Use your R data manipulation tools to download, parse and transform JSON data to the R format you need for your analysis.

Example data available here: <https://brave-pasteur-c09ffa.netlify.app/slides/data/json-simple-example.json>

---

# Now we are entering the world of more complex and less structured data

---

# Caveat about Web Scraping

- We are only scratching the surface of web scraping

- I just want you to know that these things are possible, so that you know where to look in future work.

---

# 👩 💻 Web scraping

[Web scraping](https://en.wikipedia.org/wiki/Web_scraping) simply means programmatically gathering data from websites.

Last lesson we learned a particular form of web scraping: downloading tabular and often tidy structured data files/data APIs.

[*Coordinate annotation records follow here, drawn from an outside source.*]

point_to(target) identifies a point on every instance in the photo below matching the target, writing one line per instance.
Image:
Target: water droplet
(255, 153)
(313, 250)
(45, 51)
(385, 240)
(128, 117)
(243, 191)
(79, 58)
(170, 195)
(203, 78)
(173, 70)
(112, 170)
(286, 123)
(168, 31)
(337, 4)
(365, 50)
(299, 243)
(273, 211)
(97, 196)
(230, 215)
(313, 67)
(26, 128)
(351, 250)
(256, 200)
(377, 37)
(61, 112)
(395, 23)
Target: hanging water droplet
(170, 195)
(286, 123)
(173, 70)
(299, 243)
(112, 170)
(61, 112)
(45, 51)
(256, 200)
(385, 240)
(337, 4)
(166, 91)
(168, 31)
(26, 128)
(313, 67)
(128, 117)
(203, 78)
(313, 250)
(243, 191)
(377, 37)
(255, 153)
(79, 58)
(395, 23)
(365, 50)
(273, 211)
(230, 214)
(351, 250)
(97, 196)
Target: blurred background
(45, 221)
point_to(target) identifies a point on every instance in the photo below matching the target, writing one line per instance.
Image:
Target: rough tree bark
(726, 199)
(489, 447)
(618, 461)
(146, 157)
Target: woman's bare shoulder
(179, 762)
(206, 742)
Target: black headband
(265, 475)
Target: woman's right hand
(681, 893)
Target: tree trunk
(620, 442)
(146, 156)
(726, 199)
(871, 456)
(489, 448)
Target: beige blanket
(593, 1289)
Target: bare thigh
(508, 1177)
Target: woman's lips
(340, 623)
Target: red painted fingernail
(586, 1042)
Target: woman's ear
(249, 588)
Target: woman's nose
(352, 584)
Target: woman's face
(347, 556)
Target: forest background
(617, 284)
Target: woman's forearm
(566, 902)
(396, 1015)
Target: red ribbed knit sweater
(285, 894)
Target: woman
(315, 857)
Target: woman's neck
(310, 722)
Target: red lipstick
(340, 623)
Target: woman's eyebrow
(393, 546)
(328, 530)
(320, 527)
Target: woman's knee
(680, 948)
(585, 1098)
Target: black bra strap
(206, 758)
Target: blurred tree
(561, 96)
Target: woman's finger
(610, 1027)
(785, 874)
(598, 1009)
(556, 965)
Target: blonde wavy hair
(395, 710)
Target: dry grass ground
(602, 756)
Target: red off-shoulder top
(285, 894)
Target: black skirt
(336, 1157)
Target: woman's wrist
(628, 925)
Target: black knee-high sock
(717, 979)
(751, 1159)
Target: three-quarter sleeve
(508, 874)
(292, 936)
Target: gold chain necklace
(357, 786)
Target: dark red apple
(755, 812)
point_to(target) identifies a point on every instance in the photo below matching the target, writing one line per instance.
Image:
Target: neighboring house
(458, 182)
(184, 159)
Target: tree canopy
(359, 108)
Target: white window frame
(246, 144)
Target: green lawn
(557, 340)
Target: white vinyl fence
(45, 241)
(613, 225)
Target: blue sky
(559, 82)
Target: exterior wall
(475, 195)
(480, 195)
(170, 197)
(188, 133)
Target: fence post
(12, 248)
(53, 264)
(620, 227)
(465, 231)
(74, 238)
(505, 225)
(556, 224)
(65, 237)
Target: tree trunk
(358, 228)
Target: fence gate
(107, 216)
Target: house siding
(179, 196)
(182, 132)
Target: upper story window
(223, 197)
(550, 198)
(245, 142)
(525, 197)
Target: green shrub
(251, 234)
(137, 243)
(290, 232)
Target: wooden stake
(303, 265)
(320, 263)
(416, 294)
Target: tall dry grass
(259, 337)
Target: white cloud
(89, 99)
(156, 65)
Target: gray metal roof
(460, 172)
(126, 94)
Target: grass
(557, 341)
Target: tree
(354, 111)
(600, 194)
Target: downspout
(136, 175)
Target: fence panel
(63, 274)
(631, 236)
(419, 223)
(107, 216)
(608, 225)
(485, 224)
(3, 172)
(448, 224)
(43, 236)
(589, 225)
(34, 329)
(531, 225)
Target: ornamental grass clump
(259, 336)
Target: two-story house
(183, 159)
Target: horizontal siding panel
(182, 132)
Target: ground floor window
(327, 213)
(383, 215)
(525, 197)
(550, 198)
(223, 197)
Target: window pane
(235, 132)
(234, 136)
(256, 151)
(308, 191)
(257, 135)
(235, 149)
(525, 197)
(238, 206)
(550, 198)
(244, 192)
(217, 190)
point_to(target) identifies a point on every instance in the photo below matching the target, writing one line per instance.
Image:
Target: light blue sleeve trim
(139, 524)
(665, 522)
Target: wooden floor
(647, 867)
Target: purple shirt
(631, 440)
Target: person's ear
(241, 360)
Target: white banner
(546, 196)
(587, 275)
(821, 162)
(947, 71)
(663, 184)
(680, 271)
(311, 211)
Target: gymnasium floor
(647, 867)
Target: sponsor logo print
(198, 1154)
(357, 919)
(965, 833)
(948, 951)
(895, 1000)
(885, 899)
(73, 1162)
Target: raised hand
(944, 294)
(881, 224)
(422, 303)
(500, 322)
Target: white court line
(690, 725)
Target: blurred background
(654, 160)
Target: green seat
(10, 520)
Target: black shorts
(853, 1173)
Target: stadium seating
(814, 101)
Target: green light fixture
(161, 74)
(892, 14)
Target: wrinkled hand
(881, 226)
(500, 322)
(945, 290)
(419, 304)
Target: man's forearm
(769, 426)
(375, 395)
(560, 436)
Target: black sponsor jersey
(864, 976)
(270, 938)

You can also download information that is not as well structured for statistical analysis:

- HTML tables

- Text on websites

- Information that requires you to navigate through web forms

To really master web scraping you need a good knowledge of HTTP and HTML.

---

# The most basic tools for web scraping in R:

- [rvest](https://github.com/hadley/rvest): scraping + parsing

+ [Parsing](http://en.wikipedia.org/wiki/Parsing): the analysis of HTML
    (and other) markup so that each element is syntactically related in a
    **parse tree**.

- [httr](https://github.com/r-lib/httr): gather data from APIs + simple parsing

- [jsonlite](https://cran.r-project.org/web/packages/jsonlite/index.html): parse and create JSON

- Also, [XML](http://cran.r-project.org/web/packages/XML/index.html)
parsing

---

# Key steps:

1. **Look at** the HTML for the webpage you want to scrape (e.g. use Inspect 
Element in Chrome).

2. **Request** a URL with `read_html` (rvest) or `GET` (httr).

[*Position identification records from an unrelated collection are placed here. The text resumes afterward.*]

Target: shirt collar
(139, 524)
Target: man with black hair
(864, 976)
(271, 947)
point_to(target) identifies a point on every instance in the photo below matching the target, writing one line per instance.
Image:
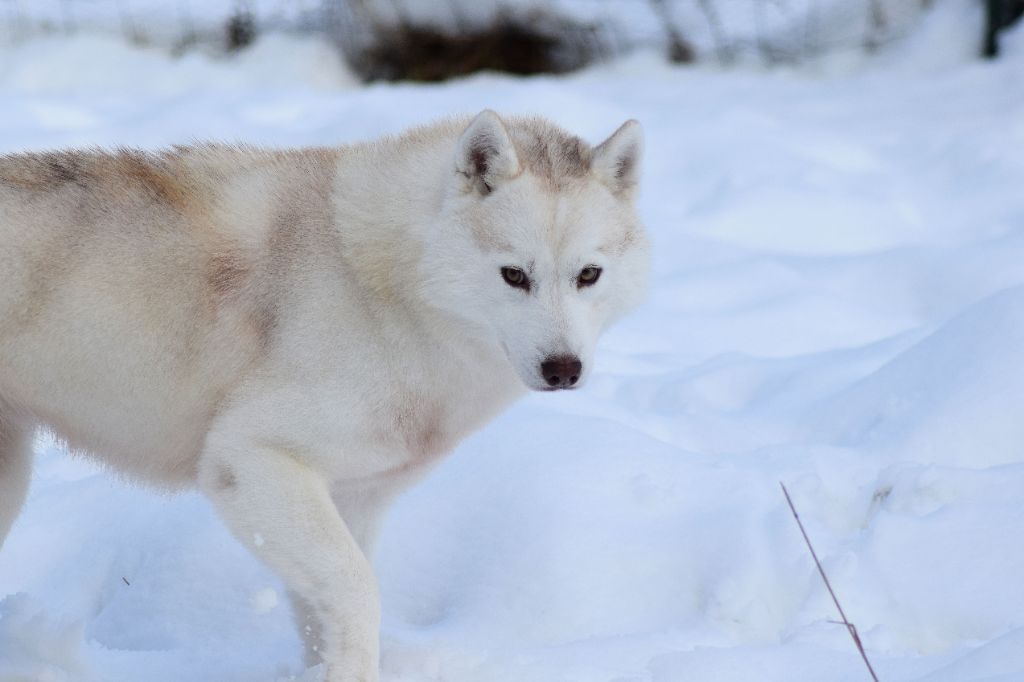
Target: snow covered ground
(838, 304)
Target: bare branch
(849, 626)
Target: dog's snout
(561, 371)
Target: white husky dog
(303, 334)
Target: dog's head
(539, 243)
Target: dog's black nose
(561, 371)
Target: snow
(838, 304)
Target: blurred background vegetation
(432, 40)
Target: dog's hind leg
(15, 469)
(283, 511)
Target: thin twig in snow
(849, 626)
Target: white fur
(303, 334)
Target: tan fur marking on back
(150, 172)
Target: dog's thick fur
(302, 334)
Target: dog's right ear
(484, 155)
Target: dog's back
(122, 315)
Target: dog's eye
(588, 275)
(515, 278)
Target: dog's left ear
(484, 154)
(616, 160)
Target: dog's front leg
(283, 511)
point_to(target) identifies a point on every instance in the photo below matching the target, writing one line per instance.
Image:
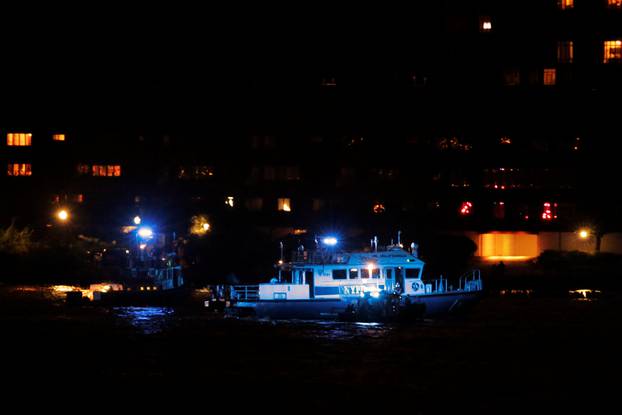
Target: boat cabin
(326, 274)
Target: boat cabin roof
(389, 257)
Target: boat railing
(245, 292)
(319, 257)
(470, 281)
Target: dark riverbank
(511, 352)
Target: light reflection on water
(334, 330)
(149, 320)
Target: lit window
(550, 76)
(106, 170)
(565, 51)
(485, 24)
(378, 208)
(284, 204)
(613, 51)
(549, 211)
(19, 139)
(19, 169)
(465, 208)
(195, 172)
(565, 4)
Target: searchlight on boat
(145, 232)
(330, 241)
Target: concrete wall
(522, 244)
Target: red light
(465, 208)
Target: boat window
(339, 274)
(399, 273)
(412, 272)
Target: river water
(514, 351)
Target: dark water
(514, 352)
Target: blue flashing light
(145, 232)
(330, 241)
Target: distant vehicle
(381, 284)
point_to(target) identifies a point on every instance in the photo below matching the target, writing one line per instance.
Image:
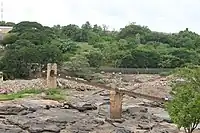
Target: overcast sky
(159, 15)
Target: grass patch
(52, 94)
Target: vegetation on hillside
(184, 109)
(134, 46)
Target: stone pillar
(115, 104)
(1, 76)
(52, 75)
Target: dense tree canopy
(133, 46)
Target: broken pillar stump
(52, 75)
(115, 104)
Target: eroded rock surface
(47, 116)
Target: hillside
(134, 46)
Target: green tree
(95, 58)
(184, 109)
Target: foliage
(133, 46)
(184, 109)
(95, 58)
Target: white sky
(159, 15)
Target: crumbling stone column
(115, 104)
(52, 75)
(1, 76)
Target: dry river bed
(84, 112)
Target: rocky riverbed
(86, 110)
(83, 112)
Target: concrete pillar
(115, 105)
(1, 76)
(52, 75)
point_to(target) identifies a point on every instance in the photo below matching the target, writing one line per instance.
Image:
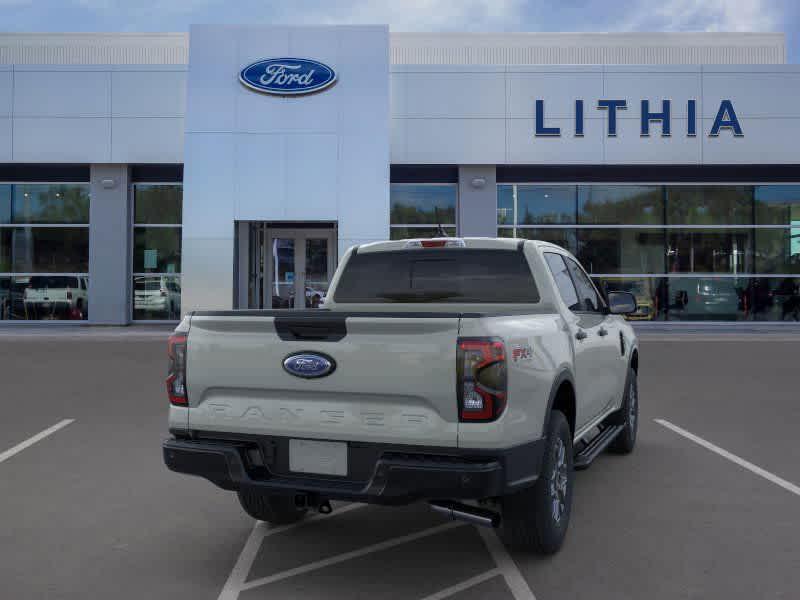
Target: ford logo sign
(309, 365)
(287, 76)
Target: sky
(413, 15)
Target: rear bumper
(395, 477)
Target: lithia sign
(725, 120)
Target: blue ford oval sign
(309, 365)
(287, 76)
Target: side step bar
(464, 512)
(598, 443)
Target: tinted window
(438, 275)
(588, 298)
(612, 204)
(563, 281)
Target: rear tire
(628, 418)
(536, 519)
(274, 509)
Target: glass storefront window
(710, 251)
(719, 255)
(44, 251)
(535, 204)
(709, 205)
(560, 237)
(423, 204)
(775, 299)
(157, 249)
(44, 204)
(708, 298)
(157, 213)
(620, 204)
(44, 297)
(158, 204)
(621, 250)
(545, 205)
(778, 205)
(156, 297)
(778, 250)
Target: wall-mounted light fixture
(478, 182)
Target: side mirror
(621, 303)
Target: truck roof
(484, 243)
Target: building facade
(146, 175)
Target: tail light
(176, 375)
(481, 368)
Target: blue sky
(414, 15)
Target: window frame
(82, 276)
(412, 226)
(132, 226)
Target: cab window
(588, 298)
(566, 288)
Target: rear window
(459, 275)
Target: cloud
(705, 15)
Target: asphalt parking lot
(89, 510)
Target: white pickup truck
(474, 374)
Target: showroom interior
(136, 193)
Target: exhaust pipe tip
(464, 512)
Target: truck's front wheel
(536, 519)
(278, 510)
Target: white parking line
(506, 565)
(464, 585)
(327, 562)
(788, 486)
(32, 440)
(261, 530)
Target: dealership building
(146, 175)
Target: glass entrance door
(295, 267)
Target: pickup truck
(471, 373)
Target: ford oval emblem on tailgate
(309, 365)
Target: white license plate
(323, 458)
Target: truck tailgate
(394, 381)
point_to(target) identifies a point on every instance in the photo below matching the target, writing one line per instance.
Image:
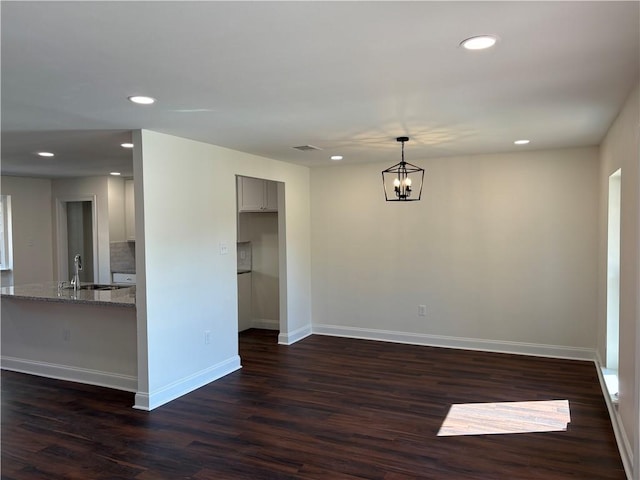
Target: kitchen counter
(49, 292)
(86, 336)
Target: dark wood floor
(325, 408)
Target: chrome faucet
(77, 266)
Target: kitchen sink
(95, 286)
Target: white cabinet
(257, 195)
(129, 211)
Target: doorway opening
(259, 250)
(613, 282)
(77, 235)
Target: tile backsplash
(123, 257)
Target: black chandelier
(401, 181)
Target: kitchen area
(89, 333)
(85, 330)
(257, 254)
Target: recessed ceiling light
(479, 42)
(142, 100)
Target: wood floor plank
(323, 408)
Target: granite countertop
(49, 292)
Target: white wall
(620, 149)
(185, 208)
(69, 189)
(32, 229)
(115, 187)
(501, 249)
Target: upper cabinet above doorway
(257, 195)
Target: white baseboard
(265, 324)
(74, 374)
(540, 350)
(152, 400)
(624, 446)
(289, 338)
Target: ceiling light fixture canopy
(479, 42)
(402, 180)
(142, 99)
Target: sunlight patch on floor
(506, 417)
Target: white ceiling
(347, 77)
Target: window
(5, 233)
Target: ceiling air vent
(307, 148)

3. **Extract** the specific content nodes from the request with `html_nodes`.

4. **Convert** the nodes to your desired R object type.

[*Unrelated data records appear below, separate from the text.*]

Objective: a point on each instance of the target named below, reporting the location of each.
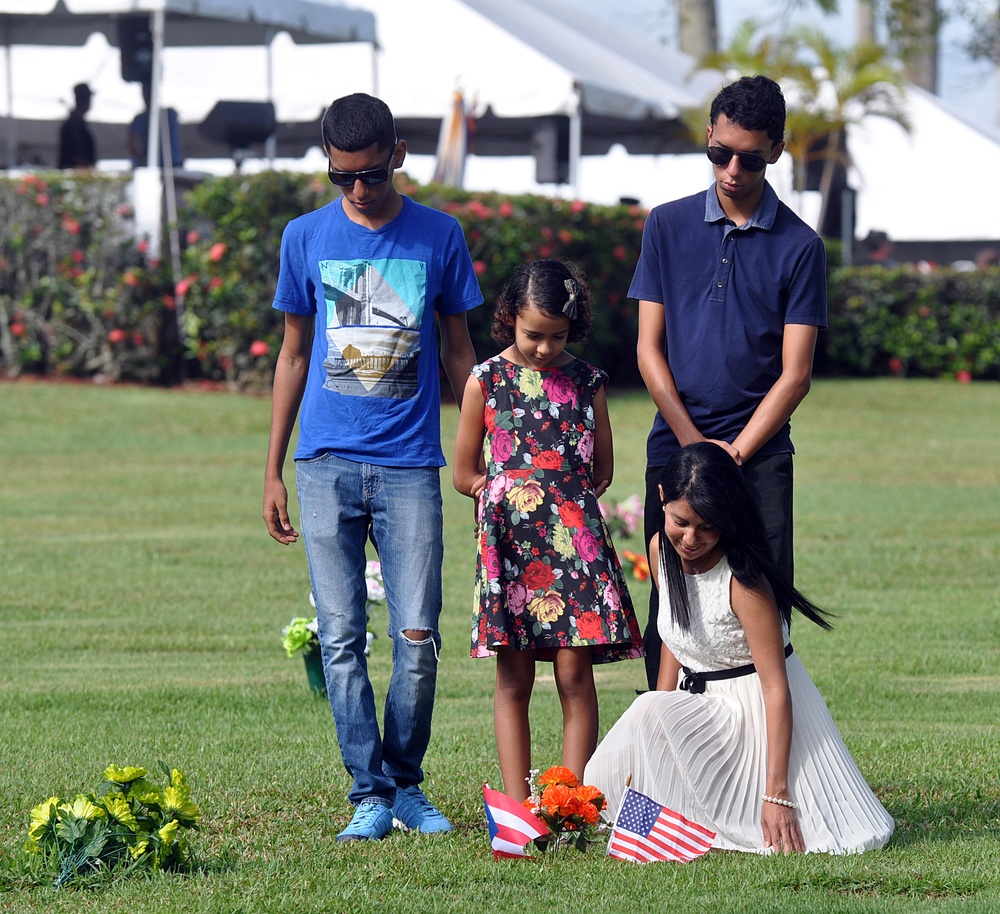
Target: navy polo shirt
(727, 293)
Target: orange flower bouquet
(638, 563)
(571, 810)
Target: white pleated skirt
(705, 756)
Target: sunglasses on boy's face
(749, 161)
(369, 176)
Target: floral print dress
(547, 575)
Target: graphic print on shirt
(374, 310)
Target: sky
(969, 86)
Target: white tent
(185, 23)
(518, 59)
(931, 183)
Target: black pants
(771, 480)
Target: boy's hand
(276, 513)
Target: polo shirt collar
(762, 218)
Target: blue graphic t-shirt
(373, 392)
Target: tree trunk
(919, 23)
(697, 27)
(864, 29)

5. **Clean** content (there are many tools for this suited to a variety of
problems).

---

# Inspect a webpage's source from Chrome

---

# 😏 Behind the scenes: how to programmatically communicate with the world wide web

---

# World's first web server

Source: [wikipedia](https://en.wikipedia.org/wiki/Tim_Berners-Lee#/media/File:First_Web_Server.jpg)

---

# 👩 HTTP: Hypertext Transfer Protocol

Tim Berners-Lee proposed and implemented the Hypertext Transfer Protocol (HTTP).

Allowed documents to be **linked** to each other.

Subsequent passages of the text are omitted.